Le dernier ouvrage en date de Philippe Besson est officiellement estampillé roman mais ressemble pourtant davantage à un récit autobiographique des prémices amoureux, sensuels et sexuels de l'écrivain lui-même. A moins que sous couvert de vouloir nous raconter pour une fois la vérité (comme il le confie sur la quatrième de couverture), l'inattendu titre de "Arrête avec tes mensonges" ne nous avertisse tout simplement d'une supercherie. Pourtant elle serait bien grosse, la supercherie. Je préfère voter pour une vérité sans concession sur le fond mais probablement idéalisée, glamourisée pour les besoins de l'édition et pour l'image de l'auteur. Seul lui le sait.
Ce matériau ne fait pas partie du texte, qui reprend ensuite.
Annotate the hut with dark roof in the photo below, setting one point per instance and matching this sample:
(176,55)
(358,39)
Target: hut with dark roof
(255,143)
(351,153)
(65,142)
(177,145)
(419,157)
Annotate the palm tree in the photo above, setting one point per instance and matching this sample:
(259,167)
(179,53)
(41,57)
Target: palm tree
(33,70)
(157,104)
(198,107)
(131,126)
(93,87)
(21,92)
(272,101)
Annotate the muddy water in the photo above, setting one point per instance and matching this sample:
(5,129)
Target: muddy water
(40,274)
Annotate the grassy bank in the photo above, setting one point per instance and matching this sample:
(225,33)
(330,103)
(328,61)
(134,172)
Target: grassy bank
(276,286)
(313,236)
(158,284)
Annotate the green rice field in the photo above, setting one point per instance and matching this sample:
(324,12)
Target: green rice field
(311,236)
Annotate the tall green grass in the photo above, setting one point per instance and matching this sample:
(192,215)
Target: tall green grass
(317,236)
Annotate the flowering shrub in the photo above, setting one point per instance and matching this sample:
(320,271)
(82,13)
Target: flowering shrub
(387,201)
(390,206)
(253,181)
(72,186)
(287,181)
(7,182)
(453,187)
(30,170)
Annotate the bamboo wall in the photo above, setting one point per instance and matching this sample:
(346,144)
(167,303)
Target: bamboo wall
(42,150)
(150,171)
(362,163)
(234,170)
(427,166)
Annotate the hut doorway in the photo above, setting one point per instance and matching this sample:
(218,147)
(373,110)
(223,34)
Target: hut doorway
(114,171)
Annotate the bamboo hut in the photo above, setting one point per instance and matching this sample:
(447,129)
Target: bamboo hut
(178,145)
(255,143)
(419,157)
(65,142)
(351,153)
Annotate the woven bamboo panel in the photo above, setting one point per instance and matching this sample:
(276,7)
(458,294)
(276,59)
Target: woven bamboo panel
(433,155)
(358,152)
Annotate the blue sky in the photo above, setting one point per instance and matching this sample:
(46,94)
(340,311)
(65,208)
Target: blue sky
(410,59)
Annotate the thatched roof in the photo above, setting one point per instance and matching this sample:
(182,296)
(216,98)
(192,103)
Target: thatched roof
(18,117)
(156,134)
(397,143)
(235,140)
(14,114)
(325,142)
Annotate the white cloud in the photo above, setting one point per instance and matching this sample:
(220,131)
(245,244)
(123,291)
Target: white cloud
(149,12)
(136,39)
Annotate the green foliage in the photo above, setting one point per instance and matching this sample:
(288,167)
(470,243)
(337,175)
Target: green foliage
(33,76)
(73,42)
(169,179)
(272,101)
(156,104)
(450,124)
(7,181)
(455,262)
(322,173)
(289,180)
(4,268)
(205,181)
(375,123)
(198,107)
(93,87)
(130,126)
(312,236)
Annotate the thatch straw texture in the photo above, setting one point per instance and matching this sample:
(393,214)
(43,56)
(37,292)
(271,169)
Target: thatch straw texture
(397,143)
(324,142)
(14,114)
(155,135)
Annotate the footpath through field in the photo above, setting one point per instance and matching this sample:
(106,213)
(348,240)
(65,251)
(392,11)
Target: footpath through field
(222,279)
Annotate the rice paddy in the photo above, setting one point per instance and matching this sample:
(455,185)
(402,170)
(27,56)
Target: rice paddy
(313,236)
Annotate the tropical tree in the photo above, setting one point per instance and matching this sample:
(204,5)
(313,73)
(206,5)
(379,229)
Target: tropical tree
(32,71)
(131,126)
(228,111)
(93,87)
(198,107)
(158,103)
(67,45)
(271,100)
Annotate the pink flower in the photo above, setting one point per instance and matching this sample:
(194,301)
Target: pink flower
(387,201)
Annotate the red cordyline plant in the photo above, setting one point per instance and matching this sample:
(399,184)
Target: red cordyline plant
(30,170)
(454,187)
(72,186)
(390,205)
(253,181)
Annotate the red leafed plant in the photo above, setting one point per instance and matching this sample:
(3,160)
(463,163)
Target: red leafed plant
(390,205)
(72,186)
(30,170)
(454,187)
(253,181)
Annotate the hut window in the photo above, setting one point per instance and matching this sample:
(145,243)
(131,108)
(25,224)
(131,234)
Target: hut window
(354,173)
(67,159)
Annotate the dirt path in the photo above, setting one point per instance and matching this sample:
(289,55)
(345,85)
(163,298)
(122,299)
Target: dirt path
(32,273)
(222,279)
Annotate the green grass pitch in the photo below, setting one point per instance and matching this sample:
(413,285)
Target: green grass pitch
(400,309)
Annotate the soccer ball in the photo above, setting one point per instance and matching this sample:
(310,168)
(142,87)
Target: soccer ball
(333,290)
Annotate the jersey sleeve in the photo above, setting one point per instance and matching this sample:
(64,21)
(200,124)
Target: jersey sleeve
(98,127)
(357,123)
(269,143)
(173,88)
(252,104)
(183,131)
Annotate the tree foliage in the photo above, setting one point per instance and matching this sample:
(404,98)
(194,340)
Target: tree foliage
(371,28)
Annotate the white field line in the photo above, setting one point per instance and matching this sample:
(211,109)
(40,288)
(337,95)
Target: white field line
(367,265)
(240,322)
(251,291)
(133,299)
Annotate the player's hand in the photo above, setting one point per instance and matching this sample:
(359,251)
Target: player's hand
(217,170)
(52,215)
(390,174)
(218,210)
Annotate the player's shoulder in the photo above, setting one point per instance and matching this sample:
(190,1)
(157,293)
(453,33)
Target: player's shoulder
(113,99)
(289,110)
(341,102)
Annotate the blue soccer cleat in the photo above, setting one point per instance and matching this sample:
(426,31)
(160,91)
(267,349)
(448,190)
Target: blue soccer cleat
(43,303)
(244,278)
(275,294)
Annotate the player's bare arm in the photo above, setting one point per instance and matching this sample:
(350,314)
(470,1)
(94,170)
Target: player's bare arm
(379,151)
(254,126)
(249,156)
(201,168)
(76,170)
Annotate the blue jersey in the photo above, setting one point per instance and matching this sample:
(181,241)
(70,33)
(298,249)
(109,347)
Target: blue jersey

Il est presque indispensable de lire quelques uns des inspirants romans précédents de Monsieur Besson avant de se plonger dans ses émois d'adolescent et sa stupeur d'adulte dont il parle si bien ici. En ayant pleinement capturé l'essence de son travail, on ne peut que se laisser cueillir par l'ingénuité de son premier amour. J'ai lu l'ouvrage la gorge serrée, saisi à chaque page par l'émotion provenant de la beauté des circonstances, la justesse des mots, les références d'une époque et le souvenir de mon propre chemin tracé à ma façon.
    

Julliard - page 57

Je découvre la morsure de l'attente. Parce qu'il y a ce refus de s'avouer vaincu, de croire que c'est sans lendemain, que ça ne se reproduira pas. Je me persuade qu'il accomplira un geste dans ma direction, que c'est impossible autrement, que la mémoire des corps emmêlés vaincra sa résistance. Je me dis que ce n'était pas seulement une histoire de corps, mais de nécessité. Qu'on ne lutte pas contre la nécessité. Ou, si on lutte, elle finit par avoir raison de vous.